Introduction to Blog

I launched the website and the Blog after having spoken to government officials, political analysts and security experts specializing in South Asian affairs from three continents. The feedback was uniformly consistent. The bottom line is that when Kashmiris are suffering and the world has its own set of priorities, we need to find ways to help each other. We must be realistic, go beyond polemics and demagoguery, and propose innovative ideas that will bring peace, justice and prosperity in all of Jammu and Kashmir.

The author had two reasons to create this blog. First, it was to address the question that was being asked repeatedly, especially, by journalists and other observers in the U.S., U.K., and Canada, inquiring whether the Kashmiri society was concerned about social, cultural and environmental challenges in the valley given that only political upheaval and violence were reported or highlighted by media.

Second, the author has covered the entire spectrum of societal issues and challenges facing Kashmiri people over an 8-year period with the exception of politics given that politics gets all the exposure at the expense of REAL CHALLENGES that will likely result in irreversible degradation in the quality of life and the standard of living for future generations of Kashmiris to come.

The author stopped adding additional material to the Blog once it was felt that most, if not all, concerns, challenges and issues facing the Kashmiri society are cataloged in the Blog. There are over 1900 entries in the Blog and most commentaries include short biographical sketches of authors to bring readers close to the essence of Kashmir. Unfortunately, the 8-year assessment also indicates that neither Kashmiri civil society, nor intellectuals or political leadership have any inclination or enthusiasm in pursuing issues that do not coincide with their vested political agendas. What it means for the future of Kashmiri children and their children is unfathomable. But the evidence is all laid out.

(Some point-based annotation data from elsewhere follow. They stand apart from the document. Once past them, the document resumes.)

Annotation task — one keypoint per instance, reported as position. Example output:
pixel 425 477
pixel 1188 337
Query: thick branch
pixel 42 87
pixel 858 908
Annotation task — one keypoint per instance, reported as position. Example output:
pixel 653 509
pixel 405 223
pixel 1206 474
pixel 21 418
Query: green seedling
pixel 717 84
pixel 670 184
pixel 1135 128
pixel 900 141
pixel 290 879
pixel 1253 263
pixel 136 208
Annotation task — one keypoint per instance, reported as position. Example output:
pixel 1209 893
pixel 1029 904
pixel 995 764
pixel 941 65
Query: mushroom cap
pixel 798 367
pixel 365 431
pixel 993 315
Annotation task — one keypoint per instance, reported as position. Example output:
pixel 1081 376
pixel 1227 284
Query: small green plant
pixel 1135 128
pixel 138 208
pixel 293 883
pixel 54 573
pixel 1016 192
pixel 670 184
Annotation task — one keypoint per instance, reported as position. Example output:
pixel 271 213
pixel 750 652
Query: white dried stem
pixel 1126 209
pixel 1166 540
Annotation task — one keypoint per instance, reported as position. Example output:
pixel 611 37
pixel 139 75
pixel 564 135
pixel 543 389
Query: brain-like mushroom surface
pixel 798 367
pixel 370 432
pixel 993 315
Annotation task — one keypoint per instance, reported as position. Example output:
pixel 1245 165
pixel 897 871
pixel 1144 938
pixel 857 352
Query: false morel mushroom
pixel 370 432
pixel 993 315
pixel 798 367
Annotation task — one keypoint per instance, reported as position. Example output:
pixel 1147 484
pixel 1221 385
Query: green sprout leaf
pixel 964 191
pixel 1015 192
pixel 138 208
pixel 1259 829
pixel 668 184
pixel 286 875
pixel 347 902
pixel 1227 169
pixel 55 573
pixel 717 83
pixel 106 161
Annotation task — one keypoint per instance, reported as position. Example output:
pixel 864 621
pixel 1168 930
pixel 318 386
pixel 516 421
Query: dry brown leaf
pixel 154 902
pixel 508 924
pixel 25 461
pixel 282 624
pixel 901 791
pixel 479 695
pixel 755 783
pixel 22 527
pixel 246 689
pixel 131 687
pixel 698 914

This Blog is a reality check on Kashmir. It is a historical record of how Kashmir lost its way.

Vijay Sazawal, Ph.D.

Wednesday, May 6, 2009

The Wonders of Mud Construction in Kashmir

Ather describes a marvel called mud

(Syed Ather Qayoom Rufia, 27, was born in Srinagar, and received his initial schooling from the Tyndale Biscoe Memorial School, Srinagar, and Jamia Milia Islamia, New Delhi. He graduated as an Architect from the Rizvi College of Architecture, Mumbai. He is currently a partner in an architect and real estate development company in Srinagar. His personal interests are reading, writing and surfing the internet.)

Earth Architecture

For a while now we have been celebrating the marvel that is steel and glass. A sheer glass exterior that goes hand in hand with a geometric structure seems a staple. So much so, that architects have probably exhausted the various permutations and combinations that are possible to showcase their originality. But there always has been, and will be, good old mud. It’s the building material that has run the longest race, and still is way ahead of its competitors with no sign of the finishing line approaching either. Renowned earth architect Laurie Baker has called mud the building material for the 21st century. It is estimated by the United Nations that about 40% of the world population lives in earthen dwellings. Those working with mud as the medium of construction prefer to call the practice earth architecture, not mud architecture. In contrast to other construction materials, including cement and steel, mud does not demand imported commercial energies and is therefore a favored material for those desirous of sustainable living. Mud in most cases is a preferred construction material because of its low embodied energy, its availability as a local material, and its versatility in use. Earth architecture is much more eco-friendly than buildings made from conventional fired bricks. It has the least environmental impact, is cost effective, and works well climatically. Given that it is a plastic material, it lends itself to moulding into extremely graceful and fluid forms.

Due to one man’s persistent, wise, skilful and persuasive efforts, mud in many parts of the world has been restored to its rightful status as a worthy construction material that can help produce durable houses and dwellings for both rich and poor. More people in India today live in houses constructed out of mud than out of any other material. Most of these houses have been built by those who live in them, with the assistance of persons skilled in the use of mud as a building material. And this is also the situation in countries like Australia and even many of the other so-called advanced countries. Many of these houses are 50-100 years old.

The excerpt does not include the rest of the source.